RainBellows is an architectural solution utilizing building facades to clean and store stormwater for reuse. Inspired by the form and function of the Ice Plant, Mesembryanthemum crystallinum, RainBellows showcases its storage capacity by expanding the exterior skin of a building until water is needed.
“Our basis for design is a highly-sustainable commercial building in Seattle, Washington,” said Weber Thompson Landscape Architecture Principal, Rachael Meyer. “The goal was to integrate stormwater cleaning, storage, and reuse into the building façade using essential building materials via methodology that could be replicated on future projects. The unique cellular structure of the Ice Plant provides the inspiration of filtering, storing, and reusing water through the specialized cellular layers of the plant.
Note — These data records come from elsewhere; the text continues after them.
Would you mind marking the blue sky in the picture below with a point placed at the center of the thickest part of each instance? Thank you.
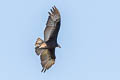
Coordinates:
(89, 37)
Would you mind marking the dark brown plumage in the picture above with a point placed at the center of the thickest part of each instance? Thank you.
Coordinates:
(46, 48)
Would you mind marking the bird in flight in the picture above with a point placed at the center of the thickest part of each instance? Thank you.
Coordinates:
(46, 48)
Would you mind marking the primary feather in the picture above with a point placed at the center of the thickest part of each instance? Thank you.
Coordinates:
(46, 48)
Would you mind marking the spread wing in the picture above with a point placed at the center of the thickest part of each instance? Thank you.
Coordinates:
(37, 45)
(47, 58)
(52, 25)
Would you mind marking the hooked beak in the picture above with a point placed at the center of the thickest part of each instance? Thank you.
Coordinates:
(59, 46)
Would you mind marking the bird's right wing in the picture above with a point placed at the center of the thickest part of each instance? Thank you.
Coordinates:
(47, 58)
(37, 45)
(52, 25)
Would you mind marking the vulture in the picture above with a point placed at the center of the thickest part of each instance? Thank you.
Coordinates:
(46, 48)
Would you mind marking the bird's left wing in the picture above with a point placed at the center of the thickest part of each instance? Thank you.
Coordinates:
(47, 58)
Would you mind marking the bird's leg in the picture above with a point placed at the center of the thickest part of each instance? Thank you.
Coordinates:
(43, 45)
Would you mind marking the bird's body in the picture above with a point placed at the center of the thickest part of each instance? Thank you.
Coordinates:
(46, 48)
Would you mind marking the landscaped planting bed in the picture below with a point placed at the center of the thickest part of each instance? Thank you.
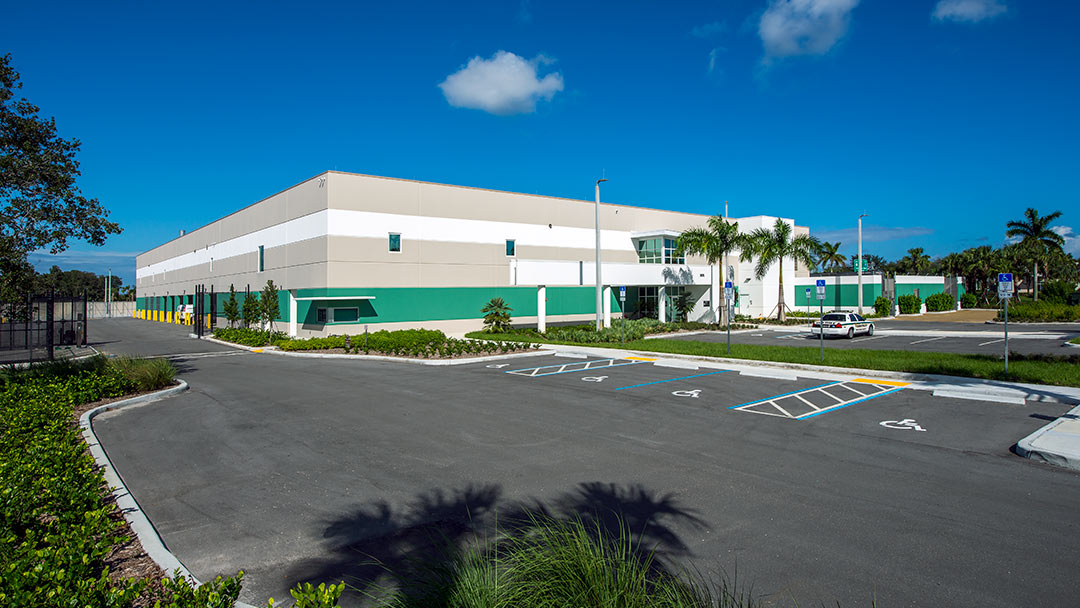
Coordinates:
(409, 343)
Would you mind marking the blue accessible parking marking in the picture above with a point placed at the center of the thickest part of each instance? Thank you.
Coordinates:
(807, 403)
(672, 379)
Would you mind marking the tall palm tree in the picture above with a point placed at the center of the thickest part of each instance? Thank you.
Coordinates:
(1035, 232)
(916, 260)
(714, 242)
(772, 246)
(831, 258)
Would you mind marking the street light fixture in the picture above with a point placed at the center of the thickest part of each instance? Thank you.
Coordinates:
(861, 262)
(599, 302)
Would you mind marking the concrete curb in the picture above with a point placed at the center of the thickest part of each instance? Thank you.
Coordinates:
(140, 524)
(1028, 448)
(414, 361)
(233, 345)
(947, 386)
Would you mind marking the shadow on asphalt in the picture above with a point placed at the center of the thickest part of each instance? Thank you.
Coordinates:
(380, 548)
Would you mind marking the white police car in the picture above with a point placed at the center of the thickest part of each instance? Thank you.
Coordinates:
(842, 324)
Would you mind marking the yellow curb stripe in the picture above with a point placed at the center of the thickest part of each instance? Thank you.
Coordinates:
(882, 382)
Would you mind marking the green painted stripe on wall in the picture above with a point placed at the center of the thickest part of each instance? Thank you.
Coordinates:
(400, 305)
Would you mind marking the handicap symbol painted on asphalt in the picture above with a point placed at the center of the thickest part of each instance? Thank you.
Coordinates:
(904, 424)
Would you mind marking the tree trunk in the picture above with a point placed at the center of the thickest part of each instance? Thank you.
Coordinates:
(1035, 281)
(723, 316)
(780, 302)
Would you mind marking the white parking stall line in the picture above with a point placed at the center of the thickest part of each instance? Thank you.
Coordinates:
(880, 388)
(929, 340)
(570, 367)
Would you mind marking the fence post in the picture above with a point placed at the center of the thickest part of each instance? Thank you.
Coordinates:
(85, 318)
(50, 320)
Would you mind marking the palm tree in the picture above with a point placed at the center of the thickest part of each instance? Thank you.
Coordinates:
(831, 258)
(714, 242)
(772, 246)
(1035, 232)
(916, 260)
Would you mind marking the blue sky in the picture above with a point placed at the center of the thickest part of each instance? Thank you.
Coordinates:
(941, 119)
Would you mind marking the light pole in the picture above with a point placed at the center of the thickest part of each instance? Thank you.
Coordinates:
(861, 262)
(599, 287)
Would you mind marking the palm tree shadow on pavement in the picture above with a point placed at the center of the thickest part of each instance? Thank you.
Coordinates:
(379, 546)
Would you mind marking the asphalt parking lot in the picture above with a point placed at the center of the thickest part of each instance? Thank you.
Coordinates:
(296, 469)
(1044, 342)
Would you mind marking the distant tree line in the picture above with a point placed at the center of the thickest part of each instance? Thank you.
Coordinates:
(1037, 251)
(67, 283)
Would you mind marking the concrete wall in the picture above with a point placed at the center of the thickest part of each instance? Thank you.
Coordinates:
(332, 232)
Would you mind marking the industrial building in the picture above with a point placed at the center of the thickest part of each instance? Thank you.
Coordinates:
(351, 251)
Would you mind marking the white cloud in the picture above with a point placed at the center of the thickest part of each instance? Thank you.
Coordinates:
(968, 11)
(709, 30)
(804, 27)
(504, 84)
(1071, 239)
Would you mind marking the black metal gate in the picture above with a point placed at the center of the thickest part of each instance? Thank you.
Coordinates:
(41, 323)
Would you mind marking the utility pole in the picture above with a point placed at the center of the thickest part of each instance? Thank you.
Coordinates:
(599, 285)
(860, 261)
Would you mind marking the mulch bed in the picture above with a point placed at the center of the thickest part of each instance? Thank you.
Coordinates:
(376, 353)
(129, 559)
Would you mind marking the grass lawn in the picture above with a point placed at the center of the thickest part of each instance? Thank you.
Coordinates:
(1064, 370)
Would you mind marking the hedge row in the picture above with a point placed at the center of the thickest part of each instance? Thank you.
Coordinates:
(58, 526)
(402, 342)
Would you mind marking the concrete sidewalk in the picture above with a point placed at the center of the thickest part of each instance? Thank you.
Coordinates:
(1057, 443)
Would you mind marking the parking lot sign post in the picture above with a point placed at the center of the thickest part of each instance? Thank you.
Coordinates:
(821, 315)
(728, 294)
(1004, 293)
(622, 307)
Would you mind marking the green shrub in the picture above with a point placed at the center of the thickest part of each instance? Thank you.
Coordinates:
(246, 336)
(940, 301)
(1055, 292)
(308, 596)
(1042, 311)
(179, 593)
(496, 315)
(146, 374)
(882, 306)
(909, 304)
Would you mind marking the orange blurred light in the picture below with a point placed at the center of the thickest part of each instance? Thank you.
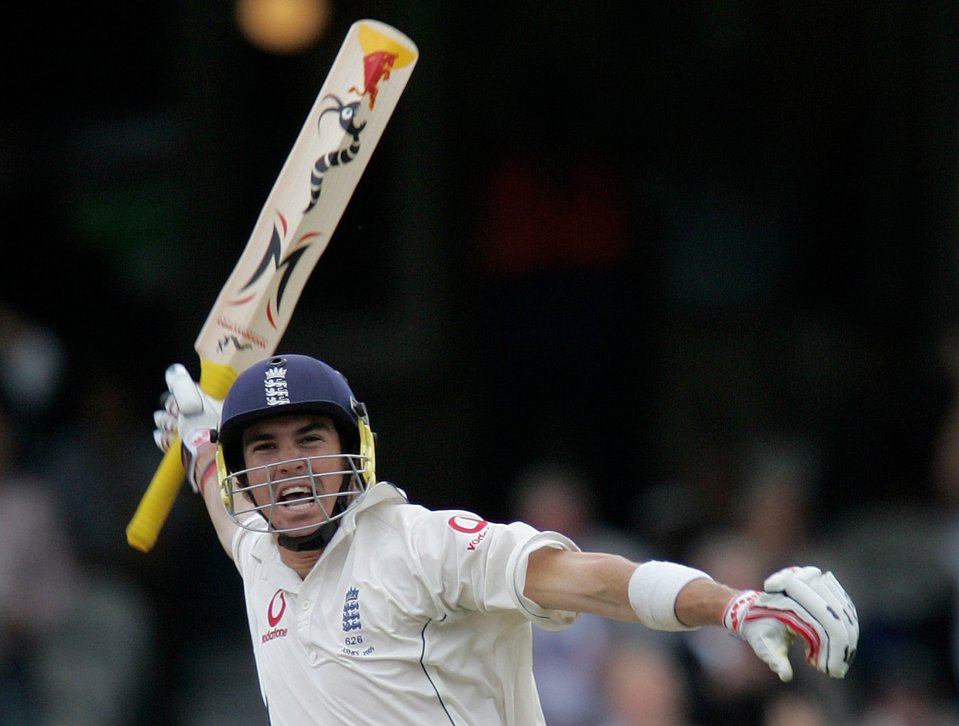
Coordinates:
(282, 26)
By designing a building to mimic the Ice Plant’s function, we optimize the use of water that falls on a site by increasing the functionality of the building membrane.”
Eleven Magazine is an architecture-design-lifestyle magazine dedicated to design-led innovation. They create award-winning international competitions and publish articles on the industry’s most notable people, places, ideas and designs. The Biomimicry Competition jury consisted of seven biomimicry experts from around the world who judged each project on criteria of concept, execution, feasibility, innovation, aesthetics and presentation.